During the traditional festival of Lohri, an age-old ritual to prepare Khajoor is revived in almost every sweet shop in the holy city of Amritsar. One of the most awaited winter delicacies, Khajoor is made using simple and very few ingredients such as white flour, clarified butter and of course sugar.
For people in Amritsar, it is not only a symbol of winter but also of the festival which brings families and friends together around bonfires and makes the sky colourful with kites. Regulars here have their favourite places to buy them too, mostly in the walled pocket of the town, from petit shops functional since the early 1900s.

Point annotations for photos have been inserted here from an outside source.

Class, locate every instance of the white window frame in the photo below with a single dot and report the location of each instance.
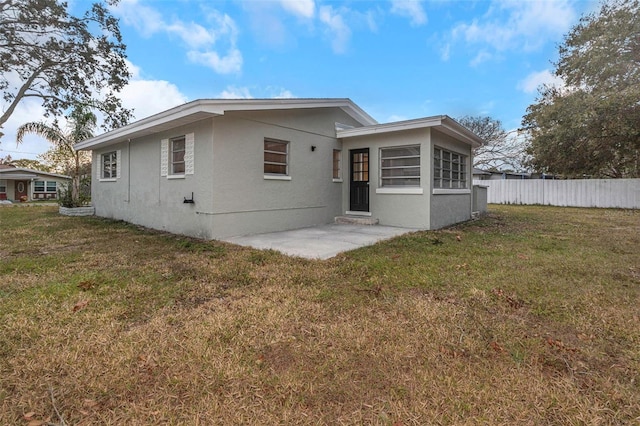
(166, 157)
(113, 156)
(173, 151)
(271, 175)
(450, 171)
(400, 179)
(336, 162)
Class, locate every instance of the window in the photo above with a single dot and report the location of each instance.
(177, 156)
(109, 165)
(449, 169)
(276, 157)
(44, 186)
(400, 166)
(337, 173)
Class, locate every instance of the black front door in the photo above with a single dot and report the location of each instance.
(359, 180)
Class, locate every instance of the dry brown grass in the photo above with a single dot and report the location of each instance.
(532, 318)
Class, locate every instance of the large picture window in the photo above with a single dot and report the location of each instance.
(400, 166)
(276, 157)
(109, 165)
(178, 148)
(449, 169)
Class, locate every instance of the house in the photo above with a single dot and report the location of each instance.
(21, 184)
(221, 168)
(479, 174)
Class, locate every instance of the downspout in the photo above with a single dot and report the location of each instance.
(128, 170)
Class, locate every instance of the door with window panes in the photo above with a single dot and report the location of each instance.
(359, 180)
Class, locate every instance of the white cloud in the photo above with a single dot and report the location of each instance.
(534, 80)
(199, 40)
(233, 92)
(301, 8)
(393, 118)
(222, 65)
(410, 9)
(482, 56)
(515, 25)
(337, 29)
(148, 97)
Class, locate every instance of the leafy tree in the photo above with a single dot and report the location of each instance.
(81, 123)
(63, 60)
(31, 164)
(591, 126)
(501, 150)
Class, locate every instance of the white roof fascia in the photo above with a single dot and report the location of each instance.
(443, 123)
(204, 108)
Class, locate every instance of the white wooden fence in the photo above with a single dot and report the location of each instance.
(617, 193)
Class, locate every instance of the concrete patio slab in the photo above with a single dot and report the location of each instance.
(320, 242)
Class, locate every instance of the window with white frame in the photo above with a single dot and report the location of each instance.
(400, 166)
(337, 167)
(177, 157)
(109, 163)
(45, 186)
(178, 149)
(449, 169)
(276, 157)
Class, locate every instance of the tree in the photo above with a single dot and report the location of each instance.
(63, 60)
(591, 126)
(501, 150)
(31, 164)
(81, 123)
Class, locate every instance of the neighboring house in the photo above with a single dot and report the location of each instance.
(479, 174)
(20, 184)
(222, 168)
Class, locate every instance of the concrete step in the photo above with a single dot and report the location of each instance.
(356, 220)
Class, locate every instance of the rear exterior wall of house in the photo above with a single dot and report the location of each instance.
(224, 175)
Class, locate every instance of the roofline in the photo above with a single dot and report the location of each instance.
(444, 122)
(203, 108)
(39, 172)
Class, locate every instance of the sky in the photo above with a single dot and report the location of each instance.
(396, 59)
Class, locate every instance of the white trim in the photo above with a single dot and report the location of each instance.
(189, 166)
(443, 123)
(118, 163)
(397, 190)
(450, 191)
(207, 108)
(164, 157)
(276, 177)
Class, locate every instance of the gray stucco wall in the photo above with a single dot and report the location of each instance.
(409, 210)
(232, 196)
(451, 206)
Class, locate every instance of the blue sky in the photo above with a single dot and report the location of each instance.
(395, 59)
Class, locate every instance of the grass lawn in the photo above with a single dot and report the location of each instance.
(530, 315)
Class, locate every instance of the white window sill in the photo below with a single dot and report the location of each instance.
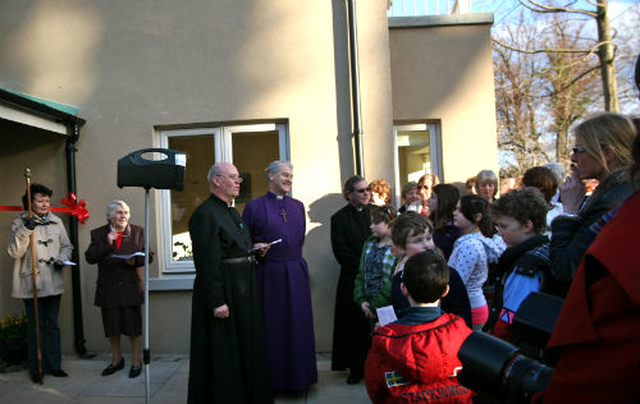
(172, 282)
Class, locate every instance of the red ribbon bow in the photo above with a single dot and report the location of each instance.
(75, 208)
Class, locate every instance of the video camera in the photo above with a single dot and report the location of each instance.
(512, 373)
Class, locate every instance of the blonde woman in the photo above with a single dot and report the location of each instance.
(487, 185)
(602, 151)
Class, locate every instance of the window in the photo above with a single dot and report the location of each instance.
(419, 152)
(249, 147)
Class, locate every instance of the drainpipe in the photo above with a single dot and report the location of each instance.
(73, 130)
(355, 87)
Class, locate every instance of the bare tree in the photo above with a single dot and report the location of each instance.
(570, 82)
(518, 86)
(605, 47)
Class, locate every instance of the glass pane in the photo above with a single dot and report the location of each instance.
(414, 155)
(252, 153)
(200, 156)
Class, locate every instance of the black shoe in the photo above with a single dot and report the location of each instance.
(135, 371)
(354, 378)
(109, 370)
(58, 373)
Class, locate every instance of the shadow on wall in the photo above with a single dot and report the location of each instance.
(323, 267)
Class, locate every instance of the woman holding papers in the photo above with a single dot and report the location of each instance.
(117, 248)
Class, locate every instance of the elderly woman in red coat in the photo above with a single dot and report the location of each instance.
(120, 285)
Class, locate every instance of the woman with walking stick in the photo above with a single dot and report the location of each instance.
(40, 247)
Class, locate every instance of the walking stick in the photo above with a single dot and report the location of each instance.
(27, 174)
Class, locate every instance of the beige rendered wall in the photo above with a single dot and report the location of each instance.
(445, 72)
(133, 66)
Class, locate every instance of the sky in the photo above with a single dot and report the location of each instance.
(504, 8)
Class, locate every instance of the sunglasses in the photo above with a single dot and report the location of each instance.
(578, 150)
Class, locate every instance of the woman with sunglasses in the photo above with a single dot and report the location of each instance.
(350, 227)
(425, 187)
(602, 151)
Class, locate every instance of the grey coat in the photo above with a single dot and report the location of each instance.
(51, 242)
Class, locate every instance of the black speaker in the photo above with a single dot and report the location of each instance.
(136, 171)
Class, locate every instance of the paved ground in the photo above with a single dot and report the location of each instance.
(168, 382)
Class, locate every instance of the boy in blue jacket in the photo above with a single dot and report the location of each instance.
(524, 265)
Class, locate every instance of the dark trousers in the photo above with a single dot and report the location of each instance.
(50, 345)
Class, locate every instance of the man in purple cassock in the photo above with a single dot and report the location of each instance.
(283, 281)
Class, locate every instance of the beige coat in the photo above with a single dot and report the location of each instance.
(51, 243)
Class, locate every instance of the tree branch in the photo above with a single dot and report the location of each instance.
(541, 8)
(551, 50)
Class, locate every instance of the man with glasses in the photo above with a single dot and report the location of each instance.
(283, 281)
(350, 227)
(228, 361)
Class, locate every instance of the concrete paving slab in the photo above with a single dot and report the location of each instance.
(169, 381)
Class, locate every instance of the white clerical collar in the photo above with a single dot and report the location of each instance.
(279, 197)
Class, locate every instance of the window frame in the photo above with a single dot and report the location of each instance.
(179, 274)
(435, 145)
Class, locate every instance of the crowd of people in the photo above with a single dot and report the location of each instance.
(443, 265)
(494, 250)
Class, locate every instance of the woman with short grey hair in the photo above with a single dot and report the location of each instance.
(120, 284)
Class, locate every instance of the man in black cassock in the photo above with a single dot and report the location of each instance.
(228, 362)
(349, 230)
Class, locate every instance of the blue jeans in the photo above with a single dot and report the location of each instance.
(50, 345)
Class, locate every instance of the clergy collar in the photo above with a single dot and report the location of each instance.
(126, 230)
(358, 209)
(273, 195)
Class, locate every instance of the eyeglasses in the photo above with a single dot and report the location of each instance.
(578, 150)
(233, 178)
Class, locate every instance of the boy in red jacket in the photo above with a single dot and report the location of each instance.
(415, 359)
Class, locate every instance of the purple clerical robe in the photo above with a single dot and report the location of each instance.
(284, 284)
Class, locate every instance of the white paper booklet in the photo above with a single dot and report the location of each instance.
(125, 257)
(386, 315)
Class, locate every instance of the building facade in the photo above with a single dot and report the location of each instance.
(245, 81)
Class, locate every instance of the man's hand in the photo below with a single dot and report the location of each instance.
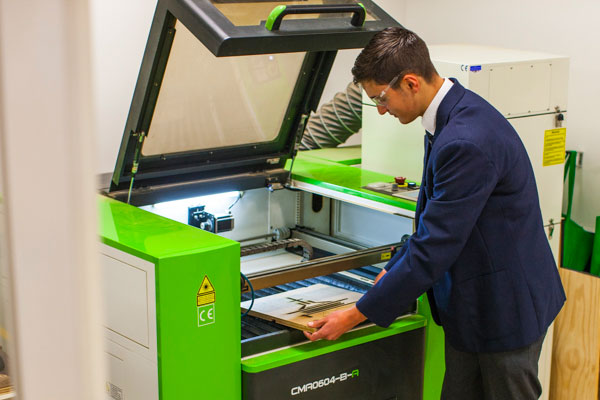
(335, 324)
(379, 276)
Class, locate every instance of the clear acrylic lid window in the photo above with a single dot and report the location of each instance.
(253, 13)
(207, 102)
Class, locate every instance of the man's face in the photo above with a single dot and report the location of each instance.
(400, 102)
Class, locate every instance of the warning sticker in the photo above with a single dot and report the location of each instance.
(206, 293)
(554, 146)
(206, 315)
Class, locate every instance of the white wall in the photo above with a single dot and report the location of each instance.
(120, 30)
(48, 199)
(550, 26)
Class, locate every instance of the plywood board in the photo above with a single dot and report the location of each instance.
(296, 308)
(576, 355)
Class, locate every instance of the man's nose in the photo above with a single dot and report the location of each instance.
(382, 109)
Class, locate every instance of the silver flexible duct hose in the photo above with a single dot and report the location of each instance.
(335, 121)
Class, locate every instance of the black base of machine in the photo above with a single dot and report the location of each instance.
(386, 369)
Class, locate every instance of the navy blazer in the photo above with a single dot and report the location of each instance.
(479, 249)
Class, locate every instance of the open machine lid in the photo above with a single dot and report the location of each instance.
(201, 124)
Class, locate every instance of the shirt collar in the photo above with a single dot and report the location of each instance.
(430, 114)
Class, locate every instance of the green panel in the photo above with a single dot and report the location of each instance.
(310, 167)
(313, 349)
(350, 155)
(148, 235)
(199, 359)
(273, 16)
(330, 168)
(435, 366)
(192, 355)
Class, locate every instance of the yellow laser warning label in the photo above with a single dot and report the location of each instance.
(206, 293)
(554, 146)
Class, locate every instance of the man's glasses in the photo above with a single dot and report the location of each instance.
(380, 100)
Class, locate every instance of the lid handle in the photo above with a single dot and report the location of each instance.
(359, 13)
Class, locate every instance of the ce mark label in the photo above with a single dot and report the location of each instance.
(206, 315)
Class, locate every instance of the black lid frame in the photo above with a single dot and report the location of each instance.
(176, 175)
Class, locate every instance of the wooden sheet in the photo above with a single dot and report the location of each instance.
(296, 308)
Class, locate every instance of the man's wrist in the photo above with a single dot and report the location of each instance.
(356, 315)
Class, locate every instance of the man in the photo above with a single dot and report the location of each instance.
(479, 248)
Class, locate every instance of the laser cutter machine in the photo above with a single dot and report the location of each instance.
(223, 94)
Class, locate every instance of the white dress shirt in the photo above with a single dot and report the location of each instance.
(430, 114)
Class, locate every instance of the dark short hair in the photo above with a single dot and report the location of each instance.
(392, 52)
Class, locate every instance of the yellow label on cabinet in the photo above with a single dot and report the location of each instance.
(554, 146)
(206, 293)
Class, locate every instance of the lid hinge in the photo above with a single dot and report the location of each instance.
(136, 160)
(296, 144)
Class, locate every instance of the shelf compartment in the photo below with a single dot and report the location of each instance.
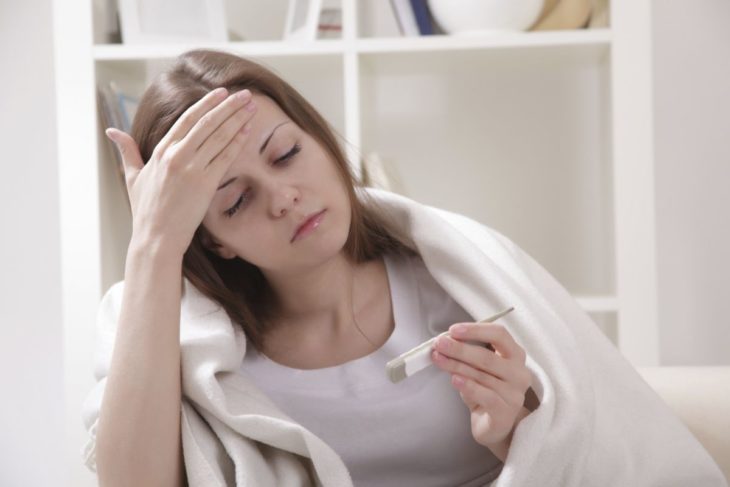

The joy of watching the sweet being prepared offers an insight into how it gets its unique flavour as sweetmeat makers prepare it in the open using coal as a fuel. Each batch, usually of 1 kg, takes 20-25 minutes to prepare. “At first, the dough is prepared which takes nearly an hour as it should be very soft and creamy. Sugar (powdered only) is mixed along. It is then given shape leaving it hollow from inside, before finally dipping it in hot clarified butter over the coal fire. It is then allowed to turn brownish and after resting it for a few minutes it is distributed into small pieces. There are also those who use steel moulds to prepare but in Amritsar, we prefer our own version,” says Vijay Kumar, a chef at the old fashioned Manohar Sweets, one of the pre-Partition shops in Guru Bazaar.
It costs anywhere between Rs 150 and Rs 400 for a kg, and if chefs are to be believed, ‘try it when it’s just prepared’ for the warmth it carries. This delicacy has a shelf life of 3-4 months. “It’s nearly a 150-year-old sweet which originated in the walled city of Amritsar. Since it’s a winter speciality, it was aptly promoted as a dessert that warms one up besides fuelling one with instant energy. Even the British were fond of it. If you see it in any other town of Punjab or in the neighbouring states, the recipes flowed from Amritsar,” shared Arvinder Singh Chamak, a writer and poet, from the city. According to Sukhdev Singh Sohal, a retired history professor of Guru Nanak Dev University of the city, “though Khajoor has roots in Amritsar, it shares the name of Khajoor fruit (dates) making one believe that it might have some Middle Eastern connection as well.”